Adjusted HRs (95% CI) of all-cause and cardiovascular mortality across quartiles of Cr index.
| Harrell’s c-index | Quartiles of Cr index | P for trend | ||||
|---|---|---|---|---|---|---|
| Q1 (≤18.9) (n = 969) | Q2 (19.0 to 20.9) (n = 1021) | Q3 (21.0 to 23.0) (n = 955) | Q4 (≥23.1) (n = 930) | |||
| All-cause mortality | ||||||
| Model 1 | 0.729 (0.704, 0.753) | 3.32 (2.08, 5.29) | 2.00 (1.31, 3.06) | 1.28 (0.83, 1.99) | 1 [reference] | <0.001 |
| Model 2 | 0.751 (0.728, 0.775) | 3.49 (2.08, 5.85) | 1.96 (1.24, 3.11) | 1.27 (0.81, 1.98) | 1 [reference] | <0.001 |
| Model 3 | 0.752 (0.729, 0.775) | 3.58 (2.14, 5.98) | 2.00 (1.26, 3.15) | 1.28 (0.82, 2.00) | 1 [reference] | <0.001 |
| Cardiovascular mortality | ||||||
| Model 1 | 0.723 (0.685, 0.762) | 3.26 (1.37, 7.74) | 2.11 (0.95, 4.70) | 1.51 (0.69, 3.30) | 1 [reference] | 0.005 |
| Model 2 | 0.754 (0.719, 0.789) | 3.07 (1.14, 8.22) | 1.95 (0.80, 4.78) | 1.43 (0.62, 3.29) | 1 [reference] | 0.02 |
| Model 3 | 0.755 (0.721, 0.790) | 3.15 (1.18, 8.42) | 1.99 (0.82, 4.84) | 1.45 (0.63. 3.32) | 1 [reference] | 0.02 |
Data are expressed as HR (95% CI).
Model 1 was adjusted for age and gender.
Model 2 was adjusted for age, gender, dialysis vintage, and comorbidity (diabetes mellitus and cardiovascular diseases).

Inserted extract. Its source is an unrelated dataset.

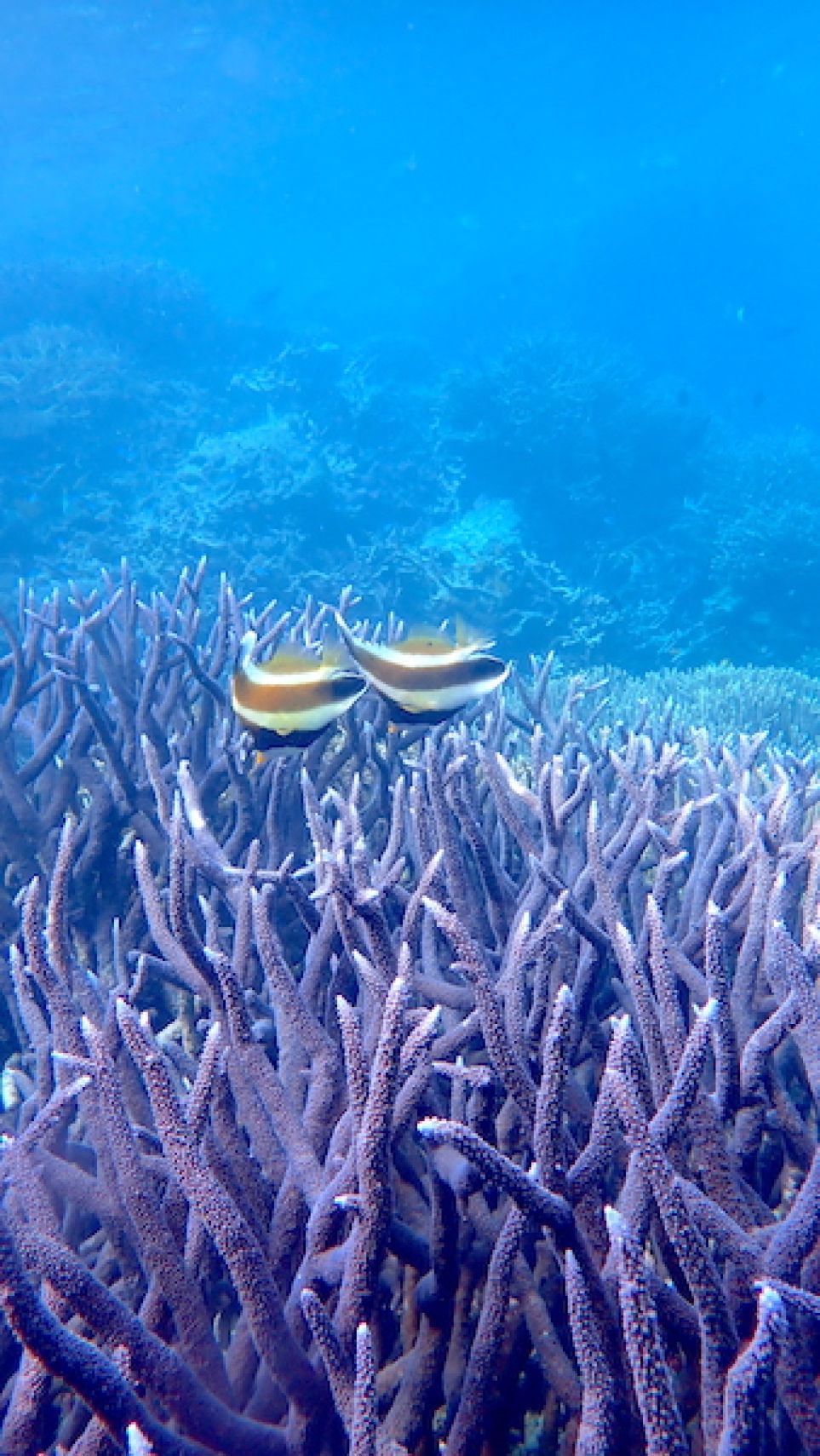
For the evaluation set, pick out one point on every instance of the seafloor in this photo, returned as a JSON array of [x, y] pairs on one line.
[[446, 1090]]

Model 3 was adjusted for age, gender, dialysis vintage, comorbidity (history of diabetes mellitus and cardiovascular diseases), and presence of RKF. Presence of RKF was defined as presence of daily urine volume > 200 mL/day.

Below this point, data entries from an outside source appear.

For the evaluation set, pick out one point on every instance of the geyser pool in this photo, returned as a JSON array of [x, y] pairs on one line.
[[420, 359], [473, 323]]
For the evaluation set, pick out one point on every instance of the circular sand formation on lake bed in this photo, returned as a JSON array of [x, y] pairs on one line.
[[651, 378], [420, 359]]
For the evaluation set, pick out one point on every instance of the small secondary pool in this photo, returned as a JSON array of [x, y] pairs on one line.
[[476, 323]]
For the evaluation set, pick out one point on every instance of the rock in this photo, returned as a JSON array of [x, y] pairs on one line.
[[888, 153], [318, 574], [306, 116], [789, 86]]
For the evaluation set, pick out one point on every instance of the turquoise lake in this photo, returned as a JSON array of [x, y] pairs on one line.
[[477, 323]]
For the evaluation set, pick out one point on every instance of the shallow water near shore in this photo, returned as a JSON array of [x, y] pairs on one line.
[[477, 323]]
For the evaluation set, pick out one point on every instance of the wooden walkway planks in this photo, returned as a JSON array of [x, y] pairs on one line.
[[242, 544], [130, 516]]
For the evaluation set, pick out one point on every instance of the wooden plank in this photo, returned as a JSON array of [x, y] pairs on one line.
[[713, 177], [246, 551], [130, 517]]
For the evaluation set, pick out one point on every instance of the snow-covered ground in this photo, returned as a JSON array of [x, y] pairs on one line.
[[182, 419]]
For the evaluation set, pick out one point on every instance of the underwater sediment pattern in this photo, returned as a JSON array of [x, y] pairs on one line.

A P-value < 0.05 was considered statistically significant.
Abbreviations: CI, confidence interval; Cr, creatinine; HR, hazards ratio; Q, quartile; RKF, residual kidney function.
To further address the impact of RKF on Cr index, we conducted a sensitivity analysis. As shown in Table 3, even when RKF was included as a covariate in the multivariable analysis, the association remained almost unchanged (Model 3).
Finally, when we compared c-statistics between the GNRI and Cr index regarding all-cause and cardiovascular mortality, no significant differences were observed, as shown in Tables 2 and 3.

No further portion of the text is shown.